Dopo la condanna per i genitori di Aiello del Sabato, accusati di violenze e maltrattamenti ai danni di una delle figlie, questa mattina in Procura ad Avellino si è svolto l’incidente probatorio per un’altra figlia della coppia. La ragazzina è stata sentita per gli abusi sessuali subiti dalle altre due sorelle da parte di un fratello (attualmente in carcere). La minorenne ha smentito, dichiarando che le altre sorelle non hanno mai subito violenze.
Il pm Paola Galdo, al termine dell’esame, ha disposto una perizia psicopedagogica per la minorenne che attualmente si trova presso una casa famiglia.
Intanto, resta in piedi un altro aspetto della vicenda. Proprio in seguito alla sentenza di ieri per madre e padre, condannati rispettivamente a 14 e 12 anni di reclusione.
Sono stati trasmessi gli atti al pubblico ministero nei confronti dei servizi sociali del comune di Aiello del Sabato che dal 2008 fino allo scorso anno hanno redatto sempre relazioni positive. Il magistrato inquirente, dunque, potrebbe aprire un ulteriore fascicolo nei confronti dei servizi sociali, per accertare e appurare quanto è stato fatto nel corso di questi anni per la famiglia finita sotto accusa ad aprile dello scorso anno.

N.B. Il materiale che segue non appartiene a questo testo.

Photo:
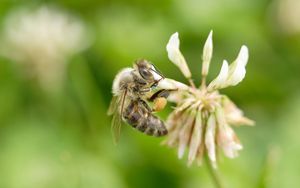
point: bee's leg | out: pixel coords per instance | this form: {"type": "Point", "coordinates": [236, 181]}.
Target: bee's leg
{"type": "Point", "coordinates": [159, 99]}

Ricordiamo le conclusioni della perizia psichiatrica
La madre M. G. era stata giudicata capace di intendere e di volere. Il padre G. D. A., invece era stata giudicato parzialmente capace di intendere e volere. Condizioni emerse dalla relazione del ctu Antonio Tomasetti richiesta dal gip del tribunale di Avellino, Francesca Spella, per stabilire se i due genitori di Aiello del Sabato - che lo scorso aprile furono denunciati con l’accusa di maltrattamenti nei confronti delle figlie e di aver sequestrato quella maggiore M.D.A. – erano in grado di affrontare il processo. La donna venne definita “sadica” dal ctu, “incapace di provare alcun tipo di rimorso”.

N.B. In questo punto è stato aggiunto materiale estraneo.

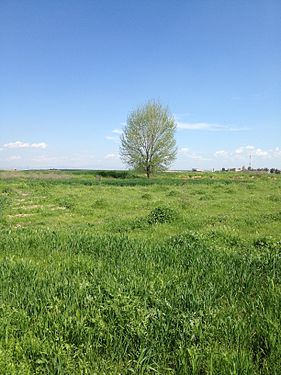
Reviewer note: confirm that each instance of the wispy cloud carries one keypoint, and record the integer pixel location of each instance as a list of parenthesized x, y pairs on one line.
[(117, 131), (112, 138), (244, 152), (205, 126), (14, 157), (111, 157), (20, 144), (186, 152)]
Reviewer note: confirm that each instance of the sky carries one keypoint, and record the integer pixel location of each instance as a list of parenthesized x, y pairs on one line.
[(72, 71)]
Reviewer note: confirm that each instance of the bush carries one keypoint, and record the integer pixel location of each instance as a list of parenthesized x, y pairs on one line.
[(160, 215)]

La ricostruzione della vicenda
La madre fu sottoposta alla misura cautelare in carcere, dove è tutt’ora rinchiusa, mentre per il padre scattò il divieto di avvicinamento alla casa famiglia e alle persone offese. La coppia accusata di aver maltrattamenti reiterati per anni nei confronti della 21enne M.D.A. Fin dall’età di 16anni anche per l’altra figlia F.D.A. iniziarono le vessazioni quotidiane con espressioni “schiava, serva” percuotendola a mani nude, tirandole i capelli, impedendole di frequentare la scuola e di trovare un lavoro, obbligandola a svolgere tutte le faccende domestiche e a badare i fratelli minori, ed impedendole di lavarsi. Ma il bersaglio preferito era M.D.A. che la madre quotidianamente, senza motivo alcuno, percuoteva con calci e pugni, talvolta anche con oggetti. In un’occasione con un cavo scart della televisione, sulla schiena, cagionandole delle lesioni. Inoltre la donna le impediva di mangiare i pasti a tavola, costringendola a mangiare da sola in piedi solo una volta al giorno. Diverse volte la ragazza avrebbe tentato di fuggire di casa, senza denunciare con la speranza che la situazione potesse migliorare. Una volta raggiunta la maggiore età la situazione è precipitata ulteriormente, in quanto veniva legata con delle catene ai polsi e alle caviglie del letto. La ragazza spesso veniva lasciata da sola, al buio, senza acqua e cibo, solo con un secchio per i suoi bisogni. Isolata non avrebbe avuto alcun modo di denunciare quanto subito per anni.
Le denunce della sorella
La sorella della vittima trovò il coraggio di denunciare tutto ai militari della locale stazione che, nell’aprile scorso, hanno messo la parola fine all’incubo della ragazza, dopo indagini serrate, svolte celermente e nel massimo riserbo. L’operazione dei carabinieri, fu portata a termine nella notte del 23 aprile e pose fine alle sofferenze patite dalla 21enne, ritrovata dai militari legata alla ringhiera delle scale dell’abitazione. Le indagini hanno poi permesso di ricostruire la triste storia di vessazioni, umiliazioni e maltrattamenti fisici messi in atto dalla madre – 47 anni – nei confronti della figlia. Per il padre, invece, l'accusa è di essere stato complice di tutto questo e di non essere intervenuto in difesa della figlia, colpevole di portare il nome di madre.